The reconciliation of the Brody boys is hardly cordial, as Joe is further bogged down the rabbit hole of paranoia (he's on to something-- nudge, nudge.)  What's striking almost immediately about this retooled Godzilla doesn't lie within its multi-dimensional characterizations, but in the interest of the family, a theme expressed backwards and forwards but never in an overbearing facet.  I wish the characters were more sharply drawn, especially in the front half of the film because so much time is spent with them, but the interest in humanity as a global community is apparent throughout and thoughtfully so and while the main actors are given but sketchily padded beats at best, neither could really be accused of phoning it in it.

That global community of sorts is a fascination throughout  as the film builds and sharpens its ass-kicking muscles, sequences are framed from our points of view.  The first major monster bout is but a tease and completed through a juxtaposition of a Headline News bit.  Most films would play the light joke and get back to the action but Edwards keeps the film firmly grounded until he's ready, which might frustrate those used to the show-it-now, more-is-more standard, but seems to hit more notes by going this route.  In this all-wired-up, 24/7 modern culture, don't we all view most global atrocities from the safety net of our television sets or computers screens anyway?

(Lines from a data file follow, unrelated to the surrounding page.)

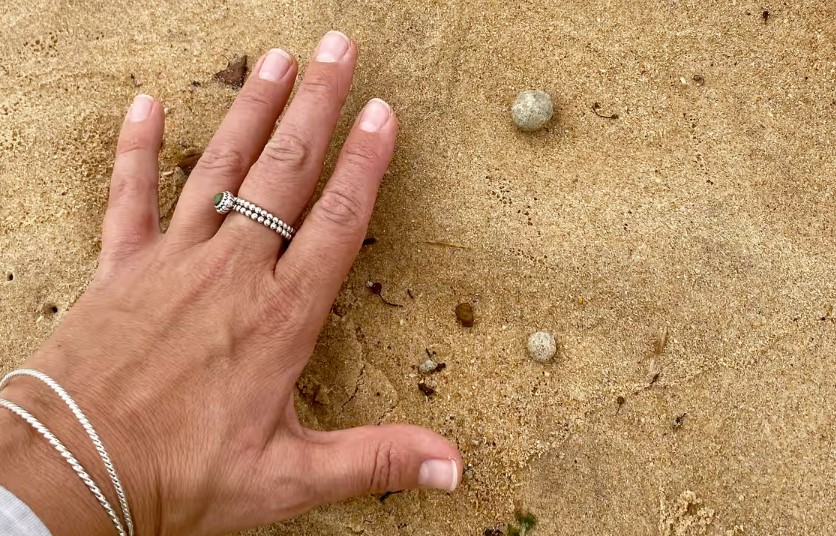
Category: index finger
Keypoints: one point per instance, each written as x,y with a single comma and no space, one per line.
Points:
321,254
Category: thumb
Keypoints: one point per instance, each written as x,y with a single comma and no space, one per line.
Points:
370,459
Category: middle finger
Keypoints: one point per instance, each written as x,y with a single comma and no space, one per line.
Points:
285,175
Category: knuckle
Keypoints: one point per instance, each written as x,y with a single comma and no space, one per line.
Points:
284,301
360,155
253,99
131,143
386,468
225,159
128,186
321,84
288,151
341,208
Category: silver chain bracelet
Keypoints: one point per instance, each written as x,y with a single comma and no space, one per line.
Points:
65,453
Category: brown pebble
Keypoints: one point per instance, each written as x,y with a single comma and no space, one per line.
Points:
426,389
188,160
464,313
235,72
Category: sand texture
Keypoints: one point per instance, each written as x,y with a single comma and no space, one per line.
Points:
684,253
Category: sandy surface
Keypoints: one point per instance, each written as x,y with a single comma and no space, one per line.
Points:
706,211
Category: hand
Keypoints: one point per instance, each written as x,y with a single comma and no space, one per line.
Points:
185,350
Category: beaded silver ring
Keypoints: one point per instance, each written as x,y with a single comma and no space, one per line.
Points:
225,202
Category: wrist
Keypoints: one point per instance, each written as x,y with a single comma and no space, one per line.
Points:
33,470
36,473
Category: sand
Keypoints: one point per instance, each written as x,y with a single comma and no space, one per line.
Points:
683,253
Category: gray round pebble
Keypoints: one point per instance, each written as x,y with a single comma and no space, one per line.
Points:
532,110
427,366
541,346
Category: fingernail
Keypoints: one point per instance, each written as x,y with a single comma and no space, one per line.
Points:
439,474
141,108
374,115
332,47
275,65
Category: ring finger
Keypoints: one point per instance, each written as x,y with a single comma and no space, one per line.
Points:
284,177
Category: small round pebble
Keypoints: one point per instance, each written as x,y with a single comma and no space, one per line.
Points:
427,366
541,346
532,110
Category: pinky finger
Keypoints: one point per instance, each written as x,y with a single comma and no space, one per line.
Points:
132,217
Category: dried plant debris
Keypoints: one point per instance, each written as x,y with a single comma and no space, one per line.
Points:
235,72
377,289
620,400
389,494
526,522
464,314
660,341
596,107
188,159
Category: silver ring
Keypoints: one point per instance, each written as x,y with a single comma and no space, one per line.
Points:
226,202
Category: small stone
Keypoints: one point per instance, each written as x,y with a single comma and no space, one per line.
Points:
426,388
532,110
427,366
235,72
541,346
464,314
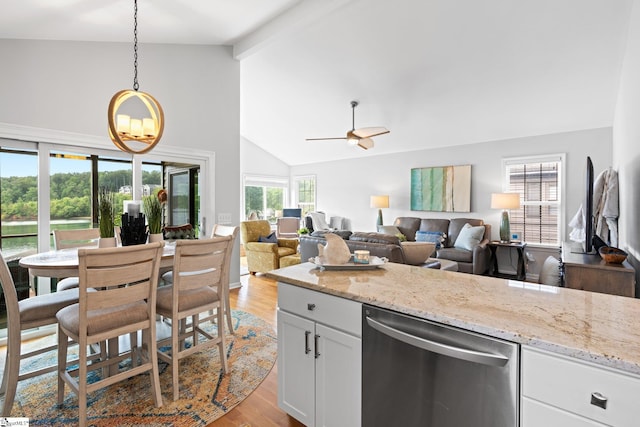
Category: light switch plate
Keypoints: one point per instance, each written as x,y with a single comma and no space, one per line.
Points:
224,218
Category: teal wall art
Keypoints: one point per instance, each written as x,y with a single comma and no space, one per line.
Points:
441,189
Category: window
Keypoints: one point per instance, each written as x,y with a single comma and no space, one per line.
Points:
305,192
19,202
539,182
265,197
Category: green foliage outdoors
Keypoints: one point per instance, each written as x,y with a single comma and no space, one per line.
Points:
70,193
106,212
153,210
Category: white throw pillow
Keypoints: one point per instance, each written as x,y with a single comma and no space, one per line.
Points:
469,237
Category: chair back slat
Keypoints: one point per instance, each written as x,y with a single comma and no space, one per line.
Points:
10,294
120,276
79,238
199,263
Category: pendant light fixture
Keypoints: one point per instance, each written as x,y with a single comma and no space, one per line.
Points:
130,134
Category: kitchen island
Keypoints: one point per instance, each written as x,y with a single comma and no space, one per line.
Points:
591,326
580,351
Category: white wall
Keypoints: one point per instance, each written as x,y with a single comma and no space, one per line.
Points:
626,146
66,86
344,187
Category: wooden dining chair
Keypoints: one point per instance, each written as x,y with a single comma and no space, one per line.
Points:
33,312
222,231
125,280
197,288
76,238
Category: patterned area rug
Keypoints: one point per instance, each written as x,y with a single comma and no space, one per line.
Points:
205,393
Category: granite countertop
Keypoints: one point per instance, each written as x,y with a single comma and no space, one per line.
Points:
591,326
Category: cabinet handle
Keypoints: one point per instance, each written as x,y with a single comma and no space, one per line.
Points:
307,349
598,399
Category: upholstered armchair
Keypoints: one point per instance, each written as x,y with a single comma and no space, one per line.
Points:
264,256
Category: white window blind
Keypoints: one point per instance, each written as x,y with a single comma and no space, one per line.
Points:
538,180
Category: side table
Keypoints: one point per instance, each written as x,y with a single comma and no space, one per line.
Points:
521,272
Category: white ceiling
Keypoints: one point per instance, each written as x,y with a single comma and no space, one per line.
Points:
434,72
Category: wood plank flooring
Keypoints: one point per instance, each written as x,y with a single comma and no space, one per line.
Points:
258,296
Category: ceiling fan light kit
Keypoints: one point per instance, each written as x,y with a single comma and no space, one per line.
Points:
360,137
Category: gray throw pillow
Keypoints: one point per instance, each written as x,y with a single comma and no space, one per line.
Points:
271,238
469,237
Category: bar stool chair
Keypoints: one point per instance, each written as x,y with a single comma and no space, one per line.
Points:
125,280
197,288
33,312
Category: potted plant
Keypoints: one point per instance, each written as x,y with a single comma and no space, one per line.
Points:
153,210
106,218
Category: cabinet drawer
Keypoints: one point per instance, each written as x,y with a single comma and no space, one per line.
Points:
536,414
339,313
568,384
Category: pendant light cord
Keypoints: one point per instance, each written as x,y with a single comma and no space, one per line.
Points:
135,46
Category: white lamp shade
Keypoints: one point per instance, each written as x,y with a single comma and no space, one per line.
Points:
505,201
379,202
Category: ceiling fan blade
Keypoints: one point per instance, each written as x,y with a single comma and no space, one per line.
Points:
365,143
369,132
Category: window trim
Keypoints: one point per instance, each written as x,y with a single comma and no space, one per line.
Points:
555,157
296,180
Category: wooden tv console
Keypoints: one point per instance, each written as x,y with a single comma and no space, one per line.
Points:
589,272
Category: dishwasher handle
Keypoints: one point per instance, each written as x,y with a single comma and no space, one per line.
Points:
440,348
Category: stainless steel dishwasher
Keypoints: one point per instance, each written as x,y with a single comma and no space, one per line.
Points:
420,373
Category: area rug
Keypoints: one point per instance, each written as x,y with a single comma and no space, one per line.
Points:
205,393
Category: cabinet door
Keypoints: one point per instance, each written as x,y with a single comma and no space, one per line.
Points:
296,389
338,378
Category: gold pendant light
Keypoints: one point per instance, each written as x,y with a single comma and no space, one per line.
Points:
135,135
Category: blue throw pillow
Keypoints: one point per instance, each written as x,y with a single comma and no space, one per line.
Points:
271,238
436,237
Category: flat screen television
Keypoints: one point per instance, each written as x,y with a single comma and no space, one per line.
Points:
292,212
588,209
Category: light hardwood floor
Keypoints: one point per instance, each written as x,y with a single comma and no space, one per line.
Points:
258,295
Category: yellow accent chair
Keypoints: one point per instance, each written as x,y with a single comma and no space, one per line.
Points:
264,256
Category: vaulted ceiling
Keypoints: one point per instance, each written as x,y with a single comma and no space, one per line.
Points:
434,72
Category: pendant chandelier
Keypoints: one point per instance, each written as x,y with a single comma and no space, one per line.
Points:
128,133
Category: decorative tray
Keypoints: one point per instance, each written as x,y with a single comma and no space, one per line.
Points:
374,262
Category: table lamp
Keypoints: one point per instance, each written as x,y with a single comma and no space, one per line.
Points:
505,201
379,202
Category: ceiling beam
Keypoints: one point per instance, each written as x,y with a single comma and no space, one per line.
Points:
301,15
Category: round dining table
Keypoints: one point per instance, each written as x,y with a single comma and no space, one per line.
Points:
64,262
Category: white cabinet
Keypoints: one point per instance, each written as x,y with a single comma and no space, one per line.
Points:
319,357
563,391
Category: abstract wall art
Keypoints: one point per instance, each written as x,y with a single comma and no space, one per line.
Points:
441,189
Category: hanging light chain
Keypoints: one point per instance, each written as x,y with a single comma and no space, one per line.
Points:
135,46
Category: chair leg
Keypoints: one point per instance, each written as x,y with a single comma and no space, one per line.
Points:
221,345
11,371
177,326
227,310
63,342
149,340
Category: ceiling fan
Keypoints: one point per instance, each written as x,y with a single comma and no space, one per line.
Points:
360,137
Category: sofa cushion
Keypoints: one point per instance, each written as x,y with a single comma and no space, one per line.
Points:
458,255
389,229
435,237
271,238
456,224
342,233
469,237
408,226
375,238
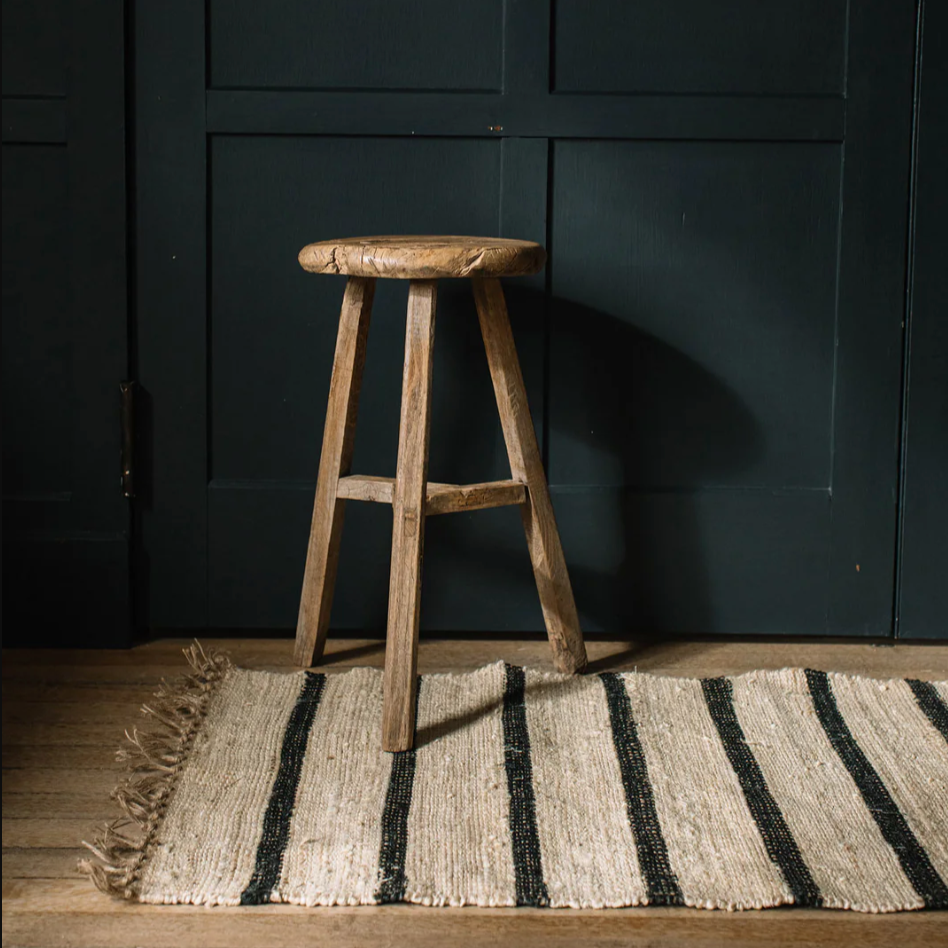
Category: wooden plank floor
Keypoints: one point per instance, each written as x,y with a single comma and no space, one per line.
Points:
64,714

I have little interest in digging too deeply into plot, because, well a Godzilla movie is hardly Shakespeare.  There's the requisite exposition (though cleverly distilled) and few rallies about the ignorance of man, but the joy, surprise and glory of Edwards' Godzilla is when the tease is up, when the rapturous "Let them fight" mantra not only gets spoken, but blazed across the screen.  The film delights into a sort of maniacal popcorn profundity.  The promise is realized and beautifully rendered.  The visual effects are astounding as one would assume from a product like this but more so the camera shots bristle with color, ignite the senses with a ridiculous sense of euphoria.  Oscar nominated cinematographer Seamus McGarvey previously worked on films like Atonement and Anna Karenina, and yet the parashooter jump that triggers the grand climax is one of the most strikingly shot and colorful sequences in recent memory (he also shot The Avengers, but here's real blockbuster vision.)  The sound scheme is awe-inspiring and ovation worthy and Alexandre Desplat's orchestrations appropriately bombastic.

And so when the "King of the Monsters," rendered here more plump with a face sort of fashioned as an ornery canine, finally comes from under the surface and takes his close-up and yelps his iconic roar the moment fills with an instant iconography, a sudden and surprising jolt of pure popcorn glee that finally, after all these years, feels earned.